I‘ve given up numbering the steps, as it was far too much faffing about. As I was gutting the herrings, I was pleased to find they were nicely full of roes, which I saved in the freezer, to be used in somthing tasty when I think what it will be. Perhaps I will smoke them lightly and put them in a taramasalata. That’s the only word with six As in it that I know, by the way.
Cutting along one side of the spine, almost all the way to the top of the fish, enabled me to open them out into the normal kipper shape. I’m going to have to remove the bones from any I try to serve to Mrs Walrus, of course, but these are not shop-style filleted kippers. I was going to leave the tails on, but it made them harder to fit on the racks. In big smoke houses, they use the tails to hang the herrings up for kippering, I believe. Having had fish fall down onto the smoking wood in a previous adventure, I did these beauties on racks. The racks are suspended on hooks made from 2mm galvanized wire, quickly bent with a pair of pliers. At some point, I will make something that doesn’t have to hang over the edge of the smoking bin, as that lets quite a lot of smoke out.
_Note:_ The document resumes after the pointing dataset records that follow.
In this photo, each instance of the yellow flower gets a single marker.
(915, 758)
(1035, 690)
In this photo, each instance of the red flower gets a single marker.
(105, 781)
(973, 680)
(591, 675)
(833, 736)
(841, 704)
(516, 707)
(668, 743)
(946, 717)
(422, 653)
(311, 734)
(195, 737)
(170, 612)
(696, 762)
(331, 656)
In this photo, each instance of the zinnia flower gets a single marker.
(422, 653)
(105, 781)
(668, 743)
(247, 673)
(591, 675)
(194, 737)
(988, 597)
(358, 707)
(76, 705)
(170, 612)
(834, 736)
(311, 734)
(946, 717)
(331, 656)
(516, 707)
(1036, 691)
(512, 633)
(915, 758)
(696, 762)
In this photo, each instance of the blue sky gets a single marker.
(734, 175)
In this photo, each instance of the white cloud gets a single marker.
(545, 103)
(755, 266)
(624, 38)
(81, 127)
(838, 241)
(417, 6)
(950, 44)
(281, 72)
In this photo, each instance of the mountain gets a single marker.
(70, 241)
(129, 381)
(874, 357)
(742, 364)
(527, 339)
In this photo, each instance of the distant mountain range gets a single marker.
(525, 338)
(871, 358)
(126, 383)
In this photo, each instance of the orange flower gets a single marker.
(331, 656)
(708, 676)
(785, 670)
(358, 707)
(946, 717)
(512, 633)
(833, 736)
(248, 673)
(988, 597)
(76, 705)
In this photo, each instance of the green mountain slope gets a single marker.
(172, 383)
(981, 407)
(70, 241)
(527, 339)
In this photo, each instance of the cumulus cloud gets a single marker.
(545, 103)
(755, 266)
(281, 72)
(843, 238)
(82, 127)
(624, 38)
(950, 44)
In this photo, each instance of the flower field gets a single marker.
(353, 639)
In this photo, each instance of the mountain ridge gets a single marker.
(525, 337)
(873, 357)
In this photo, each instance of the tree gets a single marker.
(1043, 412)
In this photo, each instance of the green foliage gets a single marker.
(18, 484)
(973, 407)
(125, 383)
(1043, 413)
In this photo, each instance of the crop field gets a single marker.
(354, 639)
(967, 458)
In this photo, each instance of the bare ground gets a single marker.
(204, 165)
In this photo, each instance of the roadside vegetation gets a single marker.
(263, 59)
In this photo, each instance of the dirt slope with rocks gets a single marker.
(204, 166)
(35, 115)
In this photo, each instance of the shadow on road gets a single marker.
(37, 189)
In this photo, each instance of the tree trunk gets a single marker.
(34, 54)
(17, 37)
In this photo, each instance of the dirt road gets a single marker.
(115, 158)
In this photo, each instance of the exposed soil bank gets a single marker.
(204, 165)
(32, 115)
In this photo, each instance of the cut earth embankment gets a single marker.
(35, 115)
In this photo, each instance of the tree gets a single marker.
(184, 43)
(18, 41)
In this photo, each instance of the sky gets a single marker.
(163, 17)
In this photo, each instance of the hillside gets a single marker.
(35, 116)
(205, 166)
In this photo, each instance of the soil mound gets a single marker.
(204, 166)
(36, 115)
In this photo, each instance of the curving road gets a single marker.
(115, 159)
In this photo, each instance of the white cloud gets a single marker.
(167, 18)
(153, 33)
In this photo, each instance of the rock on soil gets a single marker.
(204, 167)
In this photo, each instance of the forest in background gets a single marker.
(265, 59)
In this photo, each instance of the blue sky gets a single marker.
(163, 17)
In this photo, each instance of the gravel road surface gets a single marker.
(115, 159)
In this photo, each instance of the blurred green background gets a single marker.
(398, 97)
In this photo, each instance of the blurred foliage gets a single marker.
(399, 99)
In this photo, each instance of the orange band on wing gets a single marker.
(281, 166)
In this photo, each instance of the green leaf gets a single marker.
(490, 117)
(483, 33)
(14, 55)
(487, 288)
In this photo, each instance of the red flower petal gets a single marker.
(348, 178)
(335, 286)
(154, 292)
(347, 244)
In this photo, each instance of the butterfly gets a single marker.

I‘m not sure if you can see it very well in this shot, but smoke is escaping. This time, the wood was a blend of cherry, beech, and alder. I thought maybe the oak I used last time might be a bit too strong. Twenty minutes seemed like a suitable length of time to smoke for, and indeed, the wood ran out of smoke at about that point anyway.
Here we have kippers! They don’t look raw, and are waiting in the fridge for a suitable breakfast at which to serve them. I’ve been trying to remember how we used to heat them up for serving when I was young. I’m fairly sure a frying pan was involved, but then again, the microwave does a good job of warming smoked mackerel, so I might just use that.